Diverse associazioni ambientaliste, tra cui MareAmico, si battono in difesa del territorio affinché le operazioni militari cessino del tutto. Nei prossimi giorni gli ambientalisti consegneranno un dettagliato dossier al ministro dell’Ambiente e all’assessore regionale siciliano al Territorio attraverso il quale racconteranno cosa accade dentro queste aree.
“Le esercitazioni militari – spiega MareAmico – sono solo un aspetto di una più vasta devastazione di questo territorio da tutelare. Vedere scorazzare jeep, camion, blindati e truppe di uomini in assetto da guerra in un area destinata alla massima tutela fa rabbrividire”.

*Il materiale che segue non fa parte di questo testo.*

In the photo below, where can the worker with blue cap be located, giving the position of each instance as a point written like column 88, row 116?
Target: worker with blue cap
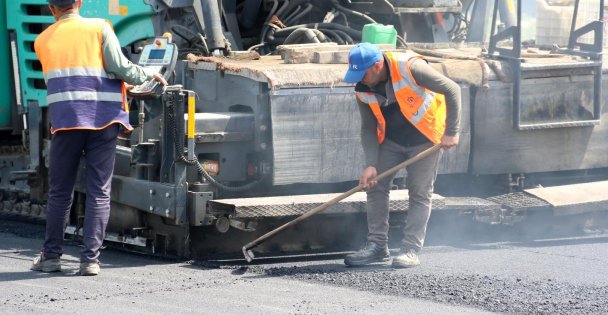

“Noi queste cose le sapevamo già, – aggiungono dall’associazione – le avevamo viste tante volte, le avevamo raccontate ma eravamo stati sempre smentiti dalle istituzioni: ci ripetevano che loro non sparavano a mare, che non danneggiavano i territori, che le vibrazioni e i botti non provocavano i crolli in questa falesia molto fragile ed invece queste cose purtroppo succedono da 58 lunghi anni. Noi non siamo contro l’esercito, i militari e le esercitazioni ma certamente questo va fatto in un posto idoneo e non certamente a poca distanza da un patrimonio dell’umanità rappresentato della Valle dei Templi di Agrigento”.
Ed intanto nei prossimi 26, 27 e 28 maggio l’Arpa regionale continuerà le indagini ambientali presso l’area di Drasy e nel mare prospiciente, al fine di ricercare inquinamenti, causati dalla violenza delle esplosioni nel tempo.